Pourquoi les femmes sont-elles dans la rue ?

Nous sommes des femmes ; nous sommes travailleuses en usines, fermières dans les champs, cuisinières en cuisines, mères pour nos enfants, épouses pour les hommes.

Nous sommes femmes et nous sommes toujours un pas derrière les hommes que nous soyons éduquées ou non. Parce qu’aujourd’hui l’homme est toujours le pouvoir en toutes circonstances. Le pouvoir signifie la force, une force qui se change elle-même en outil de pression et s’impose aux plus faibles. Nous devons partout reconnaître ce fardeau. Passage à tabac, insultes, humiliations, et situations d’ignorance sont devenus des comportements communs envers les femmes. L’Etat ignore les femmes qui sont exposées à ces situations par ses lois et sa compréhension « masculino-centrée ». Parce que l’Etat signifie le pouvoir et que la loi est l’application de l’Etat. C’est pourquoi en ces circonstances les femmes sont toujours opprimées. Cela n’est pas juste, cela n’est pas équitable, cela n’est pas indépendant.

Sommes-nous conscientes du fait que notre indépendance est en cours de dépossession ?

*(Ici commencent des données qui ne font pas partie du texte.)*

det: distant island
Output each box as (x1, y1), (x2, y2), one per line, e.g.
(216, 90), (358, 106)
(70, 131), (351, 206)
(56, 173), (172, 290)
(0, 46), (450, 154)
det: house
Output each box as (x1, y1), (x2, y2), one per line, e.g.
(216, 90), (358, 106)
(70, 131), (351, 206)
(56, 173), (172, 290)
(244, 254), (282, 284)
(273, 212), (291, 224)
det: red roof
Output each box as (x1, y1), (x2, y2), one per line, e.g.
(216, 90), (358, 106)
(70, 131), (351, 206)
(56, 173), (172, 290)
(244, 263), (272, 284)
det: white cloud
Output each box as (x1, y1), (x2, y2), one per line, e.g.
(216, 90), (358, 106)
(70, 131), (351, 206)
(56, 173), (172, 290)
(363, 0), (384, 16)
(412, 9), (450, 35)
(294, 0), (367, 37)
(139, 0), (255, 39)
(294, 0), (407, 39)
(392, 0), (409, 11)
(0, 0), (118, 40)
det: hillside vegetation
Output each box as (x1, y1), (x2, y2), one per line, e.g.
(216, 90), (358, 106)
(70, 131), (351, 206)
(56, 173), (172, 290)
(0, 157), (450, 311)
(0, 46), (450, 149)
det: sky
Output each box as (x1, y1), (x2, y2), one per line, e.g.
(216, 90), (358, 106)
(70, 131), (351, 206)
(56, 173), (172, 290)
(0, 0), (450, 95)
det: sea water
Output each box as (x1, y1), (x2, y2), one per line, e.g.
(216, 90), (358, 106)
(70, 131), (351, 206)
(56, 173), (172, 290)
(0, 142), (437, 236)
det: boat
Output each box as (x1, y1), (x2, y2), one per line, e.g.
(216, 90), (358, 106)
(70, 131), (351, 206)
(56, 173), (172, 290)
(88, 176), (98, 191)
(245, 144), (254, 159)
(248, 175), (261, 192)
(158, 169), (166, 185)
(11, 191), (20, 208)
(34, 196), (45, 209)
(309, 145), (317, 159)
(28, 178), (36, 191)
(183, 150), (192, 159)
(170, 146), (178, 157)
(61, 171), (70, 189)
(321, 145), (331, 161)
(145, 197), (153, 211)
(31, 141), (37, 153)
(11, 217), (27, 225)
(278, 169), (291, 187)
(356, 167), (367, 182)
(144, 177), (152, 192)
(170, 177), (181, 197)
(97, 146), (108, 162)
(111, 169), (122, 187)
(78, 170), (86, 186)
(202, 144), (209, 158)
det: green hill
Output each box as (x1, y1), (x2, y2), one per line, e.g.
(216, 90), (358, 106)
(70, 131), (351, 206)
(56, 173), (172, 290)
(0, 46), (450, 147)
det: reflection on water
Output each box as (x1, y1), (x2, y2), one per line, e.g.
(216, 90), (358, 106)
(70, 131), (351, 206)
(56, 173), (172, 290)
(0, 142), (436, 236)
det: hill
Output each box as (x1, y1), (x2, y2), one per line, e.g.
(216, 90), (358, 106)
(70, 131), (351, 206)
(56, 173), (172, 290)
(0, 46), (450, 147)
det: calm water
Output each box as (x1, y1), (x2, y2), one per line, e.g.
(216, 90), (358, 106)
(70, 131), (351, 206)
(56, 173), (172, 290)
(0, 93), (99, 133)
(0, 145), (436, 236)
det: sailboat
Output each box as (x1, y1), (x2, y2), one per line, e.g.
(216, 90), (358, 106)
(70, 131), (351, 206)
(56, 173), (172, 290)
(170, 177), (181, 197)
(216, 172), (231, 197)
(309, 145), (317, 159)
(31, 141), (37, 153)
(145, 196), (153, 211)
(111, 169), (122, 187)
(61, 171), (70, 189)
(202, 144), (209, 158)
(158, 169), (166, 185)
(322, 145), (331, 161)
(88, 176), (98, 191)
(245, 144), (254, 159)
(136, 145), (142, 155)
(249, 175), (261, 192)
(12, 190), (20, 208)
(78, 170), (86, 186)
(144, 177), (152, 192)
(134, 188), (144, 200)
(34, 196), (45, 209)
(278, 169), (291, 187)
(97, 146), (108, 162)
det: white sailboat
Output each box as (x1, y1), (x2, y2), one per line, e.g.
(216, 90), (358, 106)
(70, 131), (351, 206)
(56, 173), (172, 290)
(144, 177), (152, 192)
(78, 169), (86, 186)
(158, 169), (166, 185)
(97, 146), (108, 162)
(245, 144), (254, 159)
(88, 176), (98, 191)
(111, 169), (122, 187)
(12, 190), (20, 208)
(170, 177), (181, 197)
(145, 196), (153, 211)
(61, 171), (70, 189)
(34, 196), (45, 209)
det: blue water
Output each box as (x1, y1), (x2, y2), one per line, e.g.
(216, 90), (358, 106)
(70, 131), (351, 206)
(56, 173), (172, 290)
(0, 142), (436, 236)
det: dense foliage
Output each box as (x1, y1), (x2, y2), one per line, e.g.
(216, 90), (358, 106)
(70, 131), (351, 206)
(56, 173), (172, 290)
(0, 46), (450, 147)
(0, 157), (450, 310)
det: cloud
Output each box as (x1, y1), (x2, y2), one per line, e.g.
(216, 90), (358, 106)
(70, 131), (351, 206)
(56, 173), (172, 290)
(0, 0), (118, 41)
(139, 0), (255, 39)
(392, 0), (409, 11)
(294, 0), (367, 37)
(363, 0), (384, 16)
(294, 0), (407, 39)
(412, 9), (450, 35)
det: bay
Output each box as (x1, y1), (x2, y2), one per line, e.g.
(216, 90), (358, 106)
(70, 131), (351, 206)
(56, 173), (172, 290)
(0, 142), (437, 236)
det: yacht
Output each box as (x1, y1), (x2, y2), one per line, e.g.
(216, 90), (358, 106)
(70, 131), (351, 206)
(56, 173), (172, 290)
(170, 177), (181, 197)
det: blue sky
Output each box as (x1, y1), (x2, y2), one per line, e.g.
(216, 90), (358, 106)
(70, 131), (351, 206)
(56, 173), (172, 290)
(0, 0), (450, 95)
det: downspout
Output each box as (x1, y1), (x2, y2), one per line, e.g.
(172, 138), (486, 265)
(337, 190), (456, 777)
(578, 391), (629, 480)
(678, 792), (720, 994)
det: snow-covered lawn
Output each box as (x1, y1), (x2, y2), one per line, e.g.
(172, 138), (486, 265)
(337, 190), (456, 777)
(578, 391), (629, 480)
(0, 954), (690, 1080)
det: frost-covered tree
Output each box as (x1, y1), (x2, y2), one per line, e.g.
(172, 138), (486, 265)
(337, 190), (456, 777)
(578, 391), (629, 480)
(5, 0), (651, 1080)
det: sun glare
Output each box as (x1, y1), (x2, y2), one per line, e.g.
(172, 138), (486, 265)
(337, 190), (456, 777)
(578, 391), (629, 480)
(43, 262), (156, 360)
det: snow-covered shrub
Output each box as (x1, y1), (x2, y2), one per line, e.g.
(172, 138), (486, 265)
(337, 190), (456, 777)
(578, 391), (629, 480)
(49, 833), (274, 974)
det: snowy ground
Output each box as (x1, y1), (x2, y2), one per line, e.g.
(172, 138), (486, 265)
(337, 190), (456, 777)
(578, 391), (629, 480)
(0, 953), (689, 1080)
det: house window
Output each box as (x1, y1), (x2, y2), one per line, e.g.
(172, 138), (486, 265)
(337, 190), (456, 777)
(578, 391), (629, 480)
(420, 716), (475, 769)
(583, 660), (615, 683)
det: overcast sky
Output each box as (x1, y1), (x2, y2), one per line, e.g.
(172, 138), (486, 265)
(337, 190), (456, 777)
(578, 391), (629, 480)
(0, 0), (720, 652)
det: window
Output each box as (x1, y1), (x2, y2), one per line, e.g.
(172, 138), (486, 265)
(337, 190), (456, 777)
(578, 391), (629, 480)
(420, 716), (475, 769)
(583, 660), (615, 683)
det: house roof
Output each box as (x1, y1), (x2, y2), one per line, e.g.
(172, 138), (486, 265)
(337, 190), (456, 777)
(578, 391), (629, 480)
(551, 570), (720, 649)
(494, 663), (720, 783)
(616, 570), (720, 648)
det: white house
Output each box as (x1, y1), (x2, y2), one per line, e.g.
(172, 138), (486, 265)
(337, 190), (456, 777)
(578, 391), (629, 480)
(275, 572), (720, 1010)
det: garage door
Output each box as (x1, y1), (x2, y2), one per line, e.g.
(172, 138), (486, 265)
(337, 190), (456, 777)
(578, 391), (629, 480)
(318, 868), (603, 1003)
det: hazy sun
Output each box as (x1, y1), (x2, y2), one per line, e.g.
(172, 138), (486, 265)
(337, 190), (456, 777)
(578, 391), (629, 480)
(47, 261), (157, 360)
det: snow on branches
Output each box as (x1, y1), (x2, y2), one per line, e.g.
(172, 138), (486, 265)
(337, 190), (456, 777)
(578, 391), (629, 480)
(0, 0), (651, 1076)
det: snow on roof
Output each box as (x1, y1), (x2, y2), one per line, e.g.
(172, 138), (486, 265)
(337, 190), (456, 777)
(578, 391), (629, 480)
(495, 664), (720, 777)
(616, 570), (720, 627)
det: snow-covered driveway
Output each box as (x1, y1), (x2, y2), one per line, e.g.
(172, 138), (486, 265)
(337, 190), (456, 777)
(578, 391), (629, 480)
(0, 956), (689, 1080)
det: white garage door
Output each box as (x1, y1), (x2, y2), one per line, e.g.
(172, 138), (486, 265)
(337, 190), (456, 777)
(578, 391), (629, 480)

Peut-être que la plupart d’entre nous pensent que nous sommes heureuses, libres et égales dans nos cellules. Mais les faits ne sont pas ainsi. Nous ne sommes pas libres. La femme qui est obligée de servir son mari et ses enfants à la maison, qui n’est pas égale avec l’homme au bureau, qui est obligée d’être passive à l’école n’est pas libre. On suppose que les femmes doivent être le pouvoir pour échapper aux circonstances qui causent les inégalités. Mais nous ne voulons pas plus être le pouvoir qu’être égales aux hommes. Nous courrons dans les rues pour faire voler nos prisons en morceaux. La liberté est dans la rue, les femmes dans l’insurrection !

Des membres des Anarsist Kadinlar lors d’un de leur colloque sur le droit à l’avortement et les moyens de contraception le 24 janvier 2015 à Istanbul.